Other countries have rules to limit or reduce these opportunities. The Tax Working Group called for equivalent rules to be developed for New Zealand so that we could sustainably maintain such a difference in tax rates without too much income shifting.

Landlords need to be fully taxed. Even in March, which had two weeks of lockdown and 1.5 million employees supported by the wage subsidy, rents and house prices rose. Rents are taxed and losses ringfenced but, to date, a significant proportion of the economic return comes in the tax-free capital gain on sale.

Assuming any form of tax on the gain is off the table – it is time to look again at some form of taxation of an imputed return on the equity in residential rental properties. The Final Report of Tax Working Group showed there was significant under-taxation of this asset class.

As the positive revenue figures in the table below shows, landlords are currently taxed as if their return on equity is less than 1.7 percent. Less than a term deposit.

Source: Final Report of Tax Working Group 2019

And once these types of repairs and maintenance are made to the income tax system – then it is reasonable and equitable to raise personal income tax. But of course, they could happen at the same time.

But please only to the higher incomes.

Because people on lower incomes are more likely to be the ones already facing Working for Families abatement of 25 percent, accommodation supplement clawback of 25 percent as well as possibly student loan repayments of 12 percent.

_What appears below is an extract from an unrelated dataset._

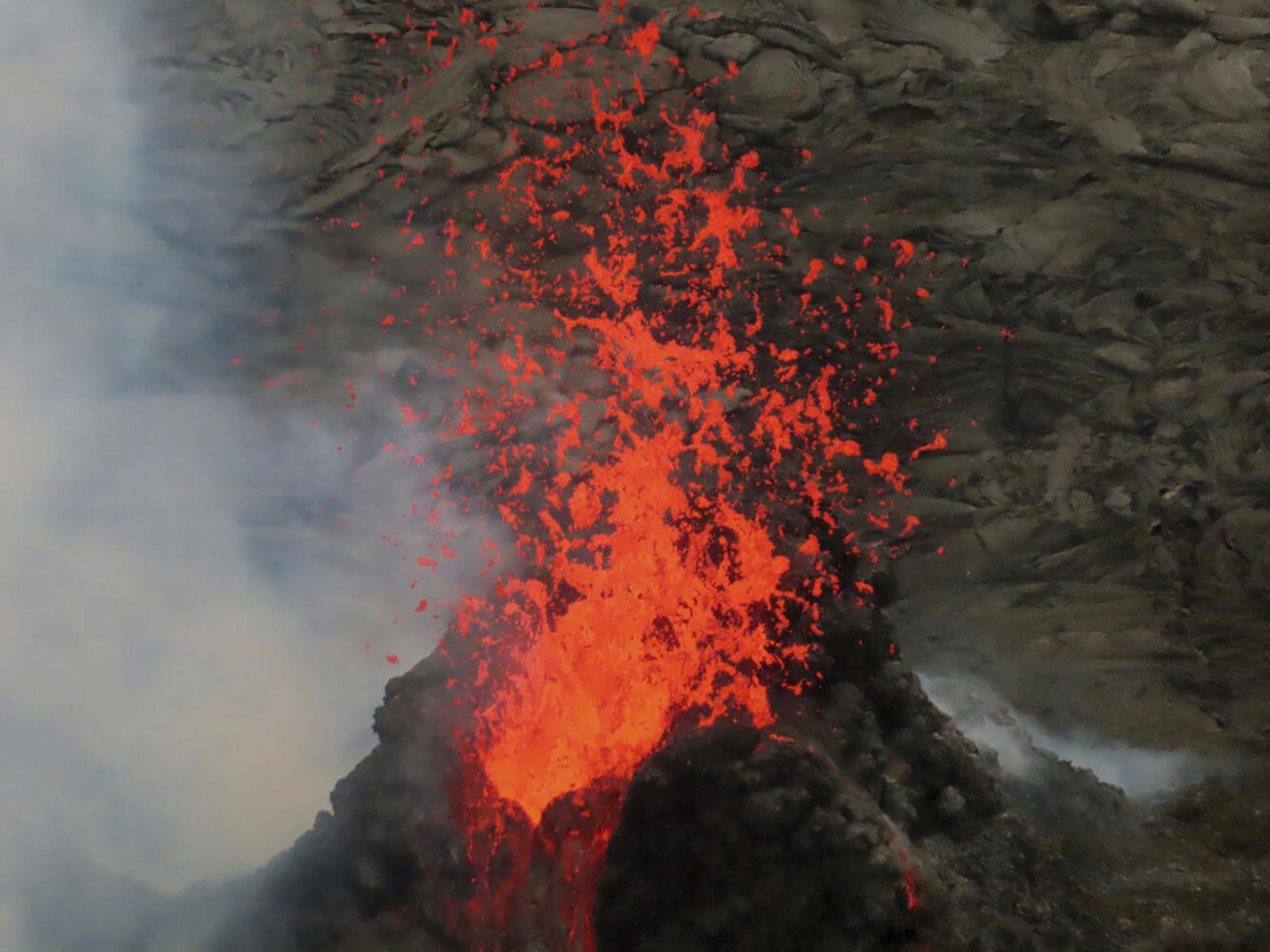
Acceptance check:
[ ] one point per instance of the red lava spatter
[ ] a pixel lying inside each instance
(660, 593)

And that is all before the child support is paid where the custodial parent is on a benefit. That is also effectively a tax as it goes to the state and not the children.

So for this group, it feels like they are already paying more than their share even if they can stay in paid work.

But the structure, fairness and balance of the tax system – and the social cohesion it reflects – is only going to become more important in the recovery years. And a good start would be the integrity aspects of the Tax Working Group report.